I would grant Russell Bucklew’s petition for rehearing en banc—and reverse the district court’s grant of summary judgment—for the reasons stated in the dissent from the panel opinion in this case. See Bucklew v. Precythe, 883 F.3d 1087, 1096–97, 2018 WL 1163360, at *7 (8th Cir. 2018) (Colloton, J., dissenting). I would also grant Bucklew’s petition to the extent it seeks reconsideration of this court’s conclusion, in Bucklew v. Lombardi, 783 F.3d 1120, 1128 (8th Cir. 2015) (en banc), that those sentenced to death must plead a "feasible, readily implemented alternative procedure" for carrying out their sentence in order to state a plausible as-applied claim under the Eighth Amendment.
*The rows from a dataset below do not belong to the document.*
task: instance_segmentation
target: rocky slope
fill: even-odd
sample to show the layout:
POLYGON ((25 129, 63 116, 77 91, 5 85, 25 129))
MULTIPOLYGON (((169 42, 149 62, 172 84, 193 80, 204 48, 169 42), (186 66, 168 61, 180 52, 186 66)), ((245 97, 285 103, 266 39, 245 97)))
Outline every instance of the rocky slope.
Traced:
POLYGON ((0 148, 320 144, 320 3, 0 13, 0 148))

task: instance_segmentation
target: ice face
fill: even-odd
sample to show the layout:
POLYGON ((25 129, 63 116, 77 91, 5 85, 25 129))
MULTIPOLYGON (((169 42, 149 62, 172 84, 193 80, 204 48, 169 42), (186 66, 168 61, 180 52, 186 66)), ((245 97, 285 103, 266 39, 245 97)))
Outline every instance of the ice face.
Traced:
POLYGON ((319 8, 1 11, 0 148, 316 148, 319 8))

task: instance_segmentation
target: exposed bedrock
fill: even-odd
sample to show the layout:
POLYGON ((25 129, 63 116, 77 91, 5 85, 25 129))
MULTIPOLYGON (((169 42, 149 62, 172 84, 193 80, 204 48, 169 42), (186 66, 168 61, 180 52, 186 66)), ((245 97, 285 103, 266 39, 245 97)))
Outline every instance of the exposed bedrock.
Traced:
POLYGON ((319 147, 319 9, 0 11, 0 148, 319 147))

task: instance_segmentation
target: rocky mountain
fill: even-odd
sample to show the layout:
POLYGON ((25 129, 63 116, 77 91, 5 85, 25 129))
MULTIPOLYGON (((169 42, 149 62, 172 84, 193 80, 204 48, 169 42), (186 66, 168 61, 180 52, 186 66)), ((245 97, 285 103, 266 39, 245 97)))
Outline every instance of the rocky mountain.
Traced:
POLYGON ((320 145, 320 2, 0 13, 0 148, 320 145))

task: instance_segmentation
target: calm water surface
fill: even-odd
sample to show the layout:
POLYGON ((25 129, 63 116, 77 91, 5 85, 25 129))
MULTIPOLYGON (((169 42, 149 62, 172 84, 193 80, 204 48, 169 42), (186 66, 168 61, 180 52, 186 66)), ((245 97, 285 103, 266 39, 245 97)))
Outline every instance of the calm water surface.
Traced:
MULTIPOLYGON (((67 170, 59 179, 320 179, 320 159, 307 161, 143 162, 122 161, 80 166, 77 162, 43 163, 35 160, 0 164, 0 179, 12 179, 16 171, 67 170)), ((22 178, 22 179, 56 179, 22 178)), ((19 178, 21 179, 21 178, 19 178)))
I continue to believe that "[f]acial and as-applied challenges to execution protocols are different," that death row inmates "need not plead a readily available alternative method of execution" to bring an as-applied challenge, and that "[a] state cannot be excused from taking into account a particular inmate’s existing physical disability or health condition when assessing the propriety of its execution method." See id. at 1129 (Bye, J., concurring in the result). "While the Supreme Court has been clear on the general proposition that, so long as a state-imposed death penalty is constitutional, there must be some way for states to carry out executions, the Supreme Court has also been clear that some individuals cannot be executed." Id. at 1130 (collecting cases); see also Madison v. Alabama, ––– U.S. ––––, 138 S.Ct. 1172, 200 L.Ed.2d 314, 2018 WL 514241 (Feb. 26, 2018) ; Dunn v. Madison, ––– U.S. ––––, 138 S.Ct. 9, 12, 199 L.Ed.2d 243 (2017) (Ginsburg, J., concurring). In my view, neither Glossip v. Gross, ––– U.S. ––––, 135 S.Ct. 2726, 192 L.Ed.2d 761 (2015), nor any subsequent case from the United States Supreme Court dictates the result this court reached on this issue in Bucklew v. Lombardi, 783 F.3d 1120 (8th Cir. 2015) (en banc).